A divergent cyclin/cyclin-dependent kinase complex controls the atypical replication of a malaria parasite during gametogony and transmission.

eLife (2020-06-23)
Aurélia C Balestra, Mohammad Zeeshan, Edward Rea, Carla Pasquarello, Lorenzo Brusini, Tobias Mourier, Amit Kumar Subudhi, Natacha Klages, Patrizia Arboit, Rajan Pandey, Declan Brady, Sue Vaughan, Anthony A Holder, Arnab Pain, David Jp Ferguson, Alexandre Hainard, Rita Tewari, Mathieu Brochet
RESUMEN

Cell cycle transitions are generally triggered by variation in the activity of cyclin-dependent kinases (CDKs) bound to cyclins.

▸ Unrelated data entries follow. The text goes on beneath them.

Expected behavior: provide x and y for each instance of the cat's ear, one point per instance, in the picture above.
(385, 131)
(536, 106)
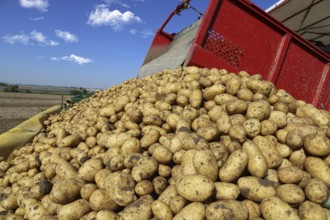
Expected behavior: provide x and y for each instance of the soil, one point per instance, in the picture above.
(17, 107)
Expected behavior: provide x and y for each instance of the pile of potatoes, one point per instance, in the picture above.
(190, 143)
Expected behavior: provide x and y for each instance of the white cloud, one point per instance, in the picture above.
(37, 18)
(41, 39)
(66, 36)
(41, 5)
(146, 33)
(133, 31)
(16, 38)
(73, 58)
(102, 16)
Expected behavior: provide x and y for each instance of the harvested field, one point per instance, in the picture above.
(17, 107)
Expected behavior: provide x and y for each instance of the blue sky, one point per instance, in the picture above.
(82, 43)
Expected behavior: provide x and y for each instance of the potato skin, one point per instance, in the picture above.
(273, 208)
(317, 168)
(195, 188)
(256, 189)
(234, 166)
(316, 191)
(227, 209)
(257, 164)
(193, 211)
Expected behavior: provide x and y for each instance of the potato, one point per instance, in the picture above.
(89, 169)
(310, 210)
(73, 210)
(273, 208)
(226, 191)
(193, 211)
(268, 149)
(120, 187)
(144, 187)
(317, 168)
(253, 207)
(257, 164)
(316, 191)
(100, 200)
(227, 209)
(259, 110)
(144, 168)
(206, 164)
(177, 203)
(291, 194)
(290, 175)
(234, 166)
(64, 195)
(195, 188)
(256, 189)
(161, 210)
(317, 144)
(140, 209)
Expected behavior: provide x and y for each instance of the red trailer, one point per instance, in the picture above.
(237, 35)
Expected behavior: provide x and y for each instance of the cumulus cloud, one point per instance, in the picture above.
(16, 38)
(34, 37)
(41, 5)
(41, 39)
(37, 18)
(66, 36)
(102, 16)
(73, 58)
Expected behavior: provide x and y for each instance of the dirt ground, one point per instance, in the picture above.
(17, 107)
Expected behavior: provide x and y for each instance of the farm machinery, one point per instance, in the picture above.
(237, 35)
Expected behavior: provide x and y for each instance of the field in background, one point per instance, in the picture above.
(17, 107)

Malaria-causing parasites have a life cycle with unique cell-division cycles, and a repertoire of divergent CDKs and cyclins of poorly understood function and interdependency. We show that Plasmodium berghei CDK-related kinase 5 (CRK5), is a critical regulator of atypical mitosis in the gametogony and is required for mosquito transmission. It phosphorylates canonical CDK motifs of components in the pre-replicative complex and is essential for DNA replication. During a replicative cycle, CRK5 stably interacts with a single Plasmodium-specific cyclin (SOC2), although we obtained no evidence of SOC2 cycling by transcription, translation or degradation. Our results provide evidence that during Plasmodium male gametogony, this divergent cyclin/CDK pair fills the functional space of other eukaryotic cell-cycle kinases controlling DNA replication.